1. Production of interferon-alpha 
- stimulates production of antiviral proteins ( doesn’t allow virus to infect other cells)
2. Activation of T helper (Th) 
- release cytokines to activate Bcells
3. Activation of memory Bcells 
(If previously exposed, they produce more antibodies) 
4. Activation of cytotoxic T cells
-cause apotosis by releasing perforins

Question 44

Allergic reactions

Answer 44

Immune response to nonpathogenic antigens (allergies)

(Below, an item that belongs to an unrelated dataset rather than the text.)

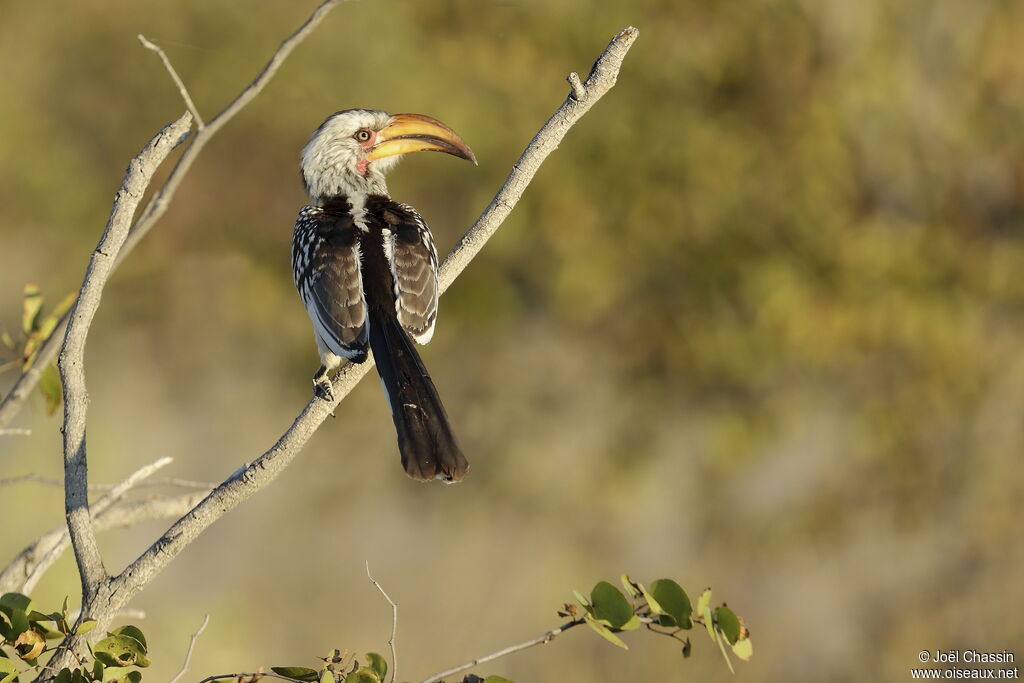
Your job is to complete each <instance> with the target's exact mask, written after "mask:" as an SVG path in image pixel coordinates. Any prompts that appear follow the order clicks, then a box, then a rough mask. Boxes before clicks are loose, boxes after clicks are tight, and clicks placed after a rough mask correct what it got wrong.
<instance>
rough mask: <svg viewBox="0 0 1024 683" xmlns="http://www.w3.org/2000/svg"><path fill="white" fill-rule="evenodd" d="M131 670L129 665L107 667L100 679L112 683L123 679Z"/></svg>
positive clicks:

• can be almost any exogenous molecule (strong genetic link
• exposure: injection, inhalation, ingestion, skin contact.

2 types:

1. Immediate hypersensitivity
2. Delayed hypersensitivity

Question 45

Immediate hypersensitivity allergic reactions (type 1,2,3)

Answer 45

-mediated through antibodies (occurs within minutes of exposure)
Ex: allergens : pollen, pet dander, bug bites, food, medication
Reaction responses:
-APC displays antigen,
-activates Th cells,
-forms memory B cells and release of antibodies —- over production of IgE.
- includes release of histamine > anaphylaxis (circulatory collapse, vasodilation, bronchi construction)
*can kill you in about 20 mins

Treatment : Epi pen

Question 46

Delayed hypersensitivity allergic reactions (Type 4)

Answer 46

Mediated by Th cells and macrophages
— slower response (about 3 days)
Allergens: metals, perfumes, latex, poison ivy, topical antiseptics.

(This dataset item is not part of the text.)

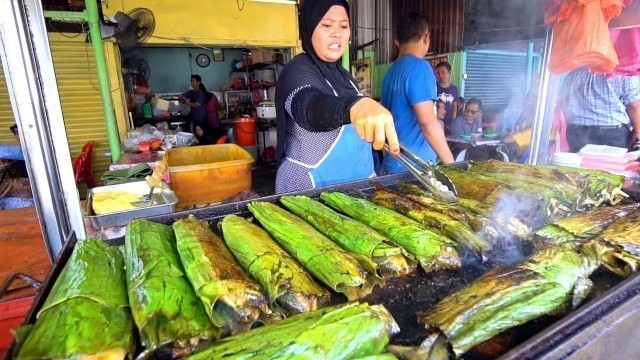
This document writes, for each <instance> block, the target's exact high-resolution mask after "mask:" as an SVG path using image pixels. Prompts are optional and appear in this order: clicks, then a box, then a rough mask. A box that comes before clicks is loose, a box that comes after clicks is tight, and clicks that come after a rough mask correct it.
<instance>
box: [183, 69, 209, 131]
mask: <svg viewBox="0 0 640 360" xmlns="http://www.w3.org/2000/svg"><path fill="white" fill-rule="evenodd" d="M201 83H202V78H201V77H200V75H196V74H193V75H191V90H189V91H187V92H186V93H184V94H182V97H183V99H184V103H185V104H186V105H188V106H189V107H190V108H191V112H190V113H189V120H191V121H192V122H193V123H194V124H196V123H202V122H204V121H205V119H206V115H207V113H206V111H205V107H204V106H205V96H206V95H205V93H204V91H202V89H201V88H200V84H201Z"/></svg>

Response: skin rash, edema, formation of bullae (blisters that can rupture and for crusty scaly skin.)

Question 47

Tissue and blood transfusion allergic immune response

Answer 47

Foreign tissue (skin graft, organ transplant, *blood transfusion)
- recognition: MHC proteins (Human Leukocyte antigen HLA)
And MHC1
*matching HLA lowers chance of rejection (related people better chance)

If not matched agglutination/clumping by antibodies occurs.
Prevented by:
- typing blood (A+, B- etc.)
- cross matching in dish before

Question 48

2 blood groups

Answer 48

ABO antigens / types

Rh antigen / types

Question 49

ABO blood groups

Answer 49

-due to antigens
(Co dominant genes control production/ expression)

Blood type:

• A blood type> antibody B
• B blood type> antibody A
• O blood type > both A & B antibody (universal donor [can give but not recieve])
• AB blood type> neither A or B antibodies (universal recipient[can only recieve])

Question 50

Rh blood groups ( 49+ antigens )

Answer 50

-D antigen is most important in transfusion.

Blood type:
Rh- > no antibodies until exposed
Rh+ > no antibodies

Example: 
Mother Rh-(D-) 
Baby Rh+
If mom is exposed to Rh+ blood she will develop antibodies that can attack baby (especially 2nd) 
-called : Hemolytic disease of newborn
HDN

Question 51

3 ways the immune system won’t work

Answer 51

1. Incorrect response: autoimmune disease.
   - body doesn’t recognize self antigens
   Ex: diabetes mellitus (beta cells destroyed in pancreas) graves, arthritis, lupus, celiac.
2. Overactive responses: allergens/ hypersensitivity.
   - anaphylaxis/ anaphylactic shock
   Ex: multi system inflammatory syndrome in children (MIS-C) adults (Misc-A) *eg with Covid
3. Lack of response: immunodeficiency diseases.
   -genetic: primary immunodeficiency
   -acquired : eg HiV > AIDS (virus attacks CD4 Th cells) open to more opportunistic infections such as pneumonia, TB, herpes.